The group didn’t immediately decide to open their restaurant in Biddeford. They did some searching in Portland first, but “we saw so much potential with all the spaces available on Main Street,” Saliwanchik said. “It felt like a place where a business with progressive values could have a positive impact on the community.”

“The energy in Biddeford, it’s young, it’s interesting,” said Russell. “We want to tap into that and help make Biddeford a destination for beverage and food.”

Also, Harris said, “the folks at city Hall have been amazing to work with. They have been the biggest champions (of Biddeford).”

Magnus will feature a small, intimate area for indoor seating as well as a larger exterior space.

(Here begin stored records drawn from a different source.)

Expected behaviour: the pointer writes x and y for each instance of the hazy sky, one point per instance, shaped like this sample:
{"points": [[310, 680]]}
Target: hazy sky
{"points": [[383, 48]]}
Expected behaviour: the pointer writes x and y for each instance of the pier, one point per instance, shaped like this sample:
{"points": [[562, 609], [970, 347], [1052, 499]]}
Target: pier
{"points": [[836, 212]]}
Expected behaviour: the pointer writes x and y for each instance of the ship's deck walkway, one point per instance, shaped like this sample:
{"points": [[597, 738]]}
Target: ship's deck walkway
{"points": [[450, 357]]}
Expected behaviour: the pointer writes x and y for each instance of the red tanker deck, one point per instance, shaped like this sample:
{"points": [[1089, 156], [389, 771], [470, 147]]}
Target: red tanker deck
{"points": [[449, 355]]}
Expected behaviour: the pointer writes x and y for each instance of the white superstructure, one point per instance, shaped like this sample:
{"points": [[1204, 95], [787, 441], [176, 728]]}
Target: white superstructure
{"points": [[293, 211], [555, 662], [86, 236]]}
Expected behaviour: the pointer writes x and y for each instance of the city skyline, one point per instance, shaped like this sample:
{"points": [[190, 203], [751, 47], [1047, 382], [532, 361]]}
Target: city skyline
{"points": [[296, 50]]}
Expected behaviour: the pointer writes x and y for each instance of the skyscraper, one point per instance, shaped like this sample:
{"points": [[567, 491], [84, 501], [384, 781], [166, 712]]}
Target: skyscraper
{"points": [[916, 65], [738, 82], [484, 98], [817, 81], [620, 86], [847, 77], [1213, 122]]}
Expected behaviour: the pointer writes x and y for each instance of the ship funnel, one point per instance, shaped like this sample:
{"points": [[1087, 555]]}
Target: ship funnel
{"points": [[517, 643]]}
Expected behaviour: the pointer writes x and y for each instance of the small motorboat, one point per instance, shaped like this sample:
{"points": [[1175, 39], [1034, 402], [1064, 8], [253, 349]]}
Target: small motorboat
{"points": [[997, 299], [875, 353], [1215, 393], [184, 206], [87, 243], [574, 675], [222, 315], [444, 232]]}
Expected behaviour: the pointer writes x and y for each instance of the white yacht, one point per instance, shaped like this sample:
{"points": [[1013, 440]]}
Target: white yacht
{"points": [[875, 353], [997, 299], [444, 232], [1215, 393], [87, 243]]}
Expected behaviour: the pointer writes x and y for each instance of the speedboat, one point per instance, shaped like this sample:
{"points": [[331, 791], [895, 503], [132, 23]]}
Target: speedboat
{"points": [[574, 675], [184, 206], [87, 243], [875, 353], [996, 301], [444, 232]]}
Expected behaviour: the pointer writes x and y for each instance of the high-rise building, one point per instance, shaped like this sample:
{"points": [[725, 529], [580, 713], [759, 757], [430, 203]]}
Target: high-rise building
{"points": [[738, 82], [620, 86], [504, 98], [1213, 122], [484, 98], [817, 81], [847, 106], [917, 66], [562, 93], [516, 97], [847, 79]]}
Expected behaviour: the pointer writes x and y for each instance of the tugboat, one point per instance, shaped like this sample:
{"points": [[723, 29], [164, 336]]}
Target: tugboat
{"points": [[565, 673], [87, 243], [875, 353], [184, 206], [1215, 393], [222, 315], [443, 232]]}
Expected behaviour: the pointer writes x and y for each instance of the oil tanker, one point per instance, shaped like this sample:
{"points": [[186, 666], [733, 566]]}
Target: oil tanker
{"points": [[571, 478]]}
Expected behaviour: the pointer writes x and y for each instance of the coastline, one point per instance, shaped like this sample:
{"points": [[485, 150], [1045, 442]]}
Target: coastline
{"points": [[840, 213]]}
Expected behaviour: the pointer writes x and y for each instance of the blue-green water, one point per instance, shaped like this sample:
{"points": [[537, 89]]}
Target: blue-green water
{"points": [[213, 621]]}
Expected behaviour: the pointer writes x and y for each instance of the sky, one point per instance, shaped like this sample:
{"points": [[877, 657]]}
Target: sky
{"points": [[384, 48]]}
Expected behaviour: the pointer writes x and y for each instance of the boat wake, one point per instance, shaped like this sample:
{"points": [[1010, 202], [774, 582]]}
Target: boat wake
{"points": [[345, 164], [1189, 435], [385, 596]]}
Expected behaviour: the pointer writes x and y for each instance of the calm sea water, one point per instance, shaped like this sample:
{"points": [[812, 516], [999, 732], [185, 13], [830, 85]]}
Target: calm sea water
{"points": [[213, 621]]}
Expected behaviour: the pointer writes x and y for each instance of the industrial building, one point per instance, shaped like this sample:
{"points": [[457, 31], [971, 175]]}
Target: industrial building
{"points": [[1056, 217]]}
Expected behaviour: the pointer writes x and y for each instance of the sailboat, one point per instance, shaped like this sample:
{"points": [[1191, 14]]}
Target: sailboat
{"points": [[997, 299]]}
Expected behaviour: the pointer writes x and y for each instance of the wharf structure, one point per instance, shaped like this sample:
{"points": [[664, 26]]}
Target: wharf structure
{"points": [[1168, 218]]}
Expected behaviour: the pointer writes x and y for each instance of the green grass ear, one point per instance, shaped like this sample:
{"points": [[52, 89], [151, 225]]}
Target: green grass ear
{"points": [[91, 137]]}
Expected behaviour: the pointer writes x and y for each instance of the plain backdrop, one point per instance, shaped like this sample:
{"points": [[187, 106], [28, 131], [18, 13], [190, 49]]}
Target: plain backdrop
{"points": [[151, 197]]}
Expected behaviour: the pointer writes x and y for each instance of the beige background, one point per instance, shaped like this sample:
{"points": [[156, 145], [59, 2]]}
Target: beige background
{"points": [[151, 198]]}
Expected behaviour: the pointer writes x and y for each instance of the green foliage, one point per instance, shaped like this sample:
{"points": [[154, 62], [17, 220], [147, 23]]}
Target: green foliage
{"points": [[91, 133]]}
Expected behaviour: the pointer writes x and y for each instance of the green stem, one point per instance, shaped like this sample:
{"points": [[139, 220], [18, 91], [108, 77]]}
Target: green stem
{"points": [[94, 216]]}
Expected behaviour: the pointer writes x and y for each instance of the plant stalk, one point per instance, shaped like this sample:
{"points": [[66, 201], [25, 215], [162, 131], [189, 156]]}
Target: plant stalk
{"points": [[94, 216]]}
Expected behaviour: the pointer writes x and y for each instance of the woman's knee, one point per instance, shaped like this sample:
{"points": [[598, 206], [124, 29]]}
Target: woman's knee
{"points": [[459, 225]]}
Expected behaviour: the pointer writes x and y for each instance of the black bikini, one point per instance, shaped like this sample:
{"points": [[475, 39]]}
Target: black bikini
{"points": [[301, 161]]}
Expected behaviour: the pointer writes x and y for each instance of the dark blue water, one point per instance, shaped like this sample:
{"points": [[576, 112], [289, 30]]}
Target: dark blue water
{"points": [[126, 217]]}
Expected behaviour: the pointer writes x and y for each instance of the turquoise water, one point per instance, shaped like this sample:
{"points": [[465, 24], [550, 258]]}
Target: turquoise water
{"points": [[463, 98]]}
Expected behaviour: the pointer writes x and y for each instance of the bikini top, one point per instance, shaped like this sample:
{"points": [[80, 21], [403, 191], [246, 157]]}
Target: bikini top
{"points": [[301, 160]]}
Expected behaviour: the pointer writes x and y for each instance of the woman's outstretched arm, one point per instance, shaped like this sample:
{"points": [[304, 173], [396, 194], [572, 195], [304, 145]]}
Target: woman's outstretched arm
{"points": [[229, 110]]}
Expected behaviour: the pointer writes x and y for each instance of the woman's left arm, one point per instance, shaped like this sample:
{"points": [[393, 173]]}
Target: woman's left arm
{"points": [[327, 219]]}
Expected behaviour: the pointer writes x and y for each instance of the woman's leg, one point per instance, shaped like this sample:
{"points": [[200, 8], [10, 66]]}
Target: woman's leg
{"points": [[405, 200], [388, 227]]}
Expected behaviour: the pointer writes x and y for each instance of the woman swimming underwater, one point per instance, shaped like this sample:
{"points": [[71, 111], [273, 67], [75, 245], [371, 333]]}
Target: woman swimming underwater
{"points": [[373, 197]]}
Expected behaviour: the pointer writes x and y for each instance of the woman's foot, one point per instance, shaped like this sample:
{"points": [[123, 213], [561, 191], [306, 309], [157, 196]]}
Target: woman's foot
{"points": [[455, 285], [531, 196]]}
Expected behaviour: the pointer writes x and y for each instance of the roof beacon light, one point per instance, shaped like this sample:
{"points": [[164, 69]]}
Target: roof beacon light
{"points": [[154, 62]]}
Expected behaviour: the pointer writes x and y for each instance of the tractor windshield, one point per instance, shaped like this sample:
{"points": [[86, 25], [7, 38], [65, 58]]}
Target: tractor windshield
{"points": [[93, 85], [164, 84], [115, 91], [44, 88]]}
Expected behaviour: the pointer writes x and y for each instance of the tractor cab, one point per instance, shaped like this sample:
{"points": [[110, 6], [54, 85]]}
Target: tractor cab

Through that exterior space thee partners’ vision of being part of improving their community will extend through and beyond their restaurant. On Tuesday, City Council approved entering a lease-purchase agreement for Tale Wind to purchase 2 Water St., known as Liberty Park from the city. The LLC will pay $100,000 over 20 years for the lot and will pay to redesign and maintain new landscaping for the park. That area will be connected to new green space the city will create and maintain when the intersection and Main, Water and Hill streets is reconfigured by the Maine Department of Transportation later this year.

“This is a perfect example of how to do a public-private partnership,” Harris said, adding that it fits in with the partners’ philosophy that “if you do right by the community, the community will do right by you.”